Liputan6.com, Barcelona- Barcelona bersiap 100 persen untuk menghadapi rival abadi mereka, Real Madrid pada laga El Clasico Liga Spanyol di Camp Nou, Senin (20/3/2023). Barca sedang diguncang masalah tuduhan suap wasit jelang duel prestisius ini.
Meski begitu, pelatih Barcelona Xavi Hernandez tegaskan kalau kasus yang dilambungkan mantan Wakil Presiden Komite Wasit Spanyol, Enriquez Negreira itu tak akan membuat Barca menjadi tidak stabil.
Advertisement
"Masalah itu tak akan membuat kami tidak stabil. Mereka yang menuduh kami tak akan sukses, kami akan bersaing dan berusaha menang di El Clasico. Itu bakal jadi penegasan penting dalam usaha kami memenangkan gelar juara Liga Spanyol," kata Xavi seperti dikutip sport.
"Kami sangat stabil. Itu (kasus tuduhan suap) bukan sebuah masalah. Dengan cemoohan dan ejekan seperti saat lawan Bilbao, saya pikir itu akan berlanjut mulai sekarang. Kami hanya memikirkan sepak bola."
Xavi juga sependapat dengan komentar Presiden Barcelona, Joan Laporta yang menyebut saat ini ada kampanye yang menyudutkan Barcelona.
Fokus di Sepak Bola dengan Barcelona
Xavi menegaskan tugasnya hanya melanjutkan proyek dimana dia harus membawa Barcelona kembali ke kejayaan. Dia ogah komentar banyak soal kasus Negreira karena hanya menghabiskan waktu.
"Saya fokus di sepak bola dan memenangkan gelar Liga Spanyol, ini menjadi target utama musim ini," katanya.
Musim ini saja, Barcelona sudah 3 kali melawan Real Madrid. Statistiknya, Barca menang 2 kali dan kalah 1 kali.
Xavi belum bisa memainkan kekuatan terbaiknya. Soalnya, Pedri dan Ousmane Dembele masih belum pulih dari cedera.

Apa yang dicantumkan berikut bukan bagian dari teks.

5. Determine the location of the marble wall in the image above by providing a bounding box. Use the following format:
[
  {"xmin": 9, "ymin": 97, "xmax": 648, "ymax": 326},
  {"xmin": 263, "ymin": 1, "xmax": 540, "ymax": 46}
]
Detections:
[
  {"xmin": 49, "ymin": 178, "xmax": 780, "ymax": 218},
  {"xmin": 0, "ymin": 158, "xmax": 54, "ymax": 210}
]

"Kami bicara dengan dia dan bilang tak perlu memaksakan diri. Ini laga penting yang bisa menentukan, tapi bukan final. Kami tak mau kehilangan Pedri lebih lama," ujarnya.
Fokus Latihan Jelang Barcelona vs Real Madrid
Xavi menegaskan, sejak Pedri absen, Barca sudah melakukan latihan untuk main bagus tanpa sang pemain. Barca seperti diketahui kesulitan lakukan dominasi saat menghadapi Madrid di El Clasico lalu tanpa Pedri.
"Kami mencoba untuk pecahkan masalah ini selama latihan pekan ini. Kita tunggu apakah kami bisa dominan lawan Madrid yang selalu menerapkan pressing tinggi, tim yang snagat kuat," kata Xavi.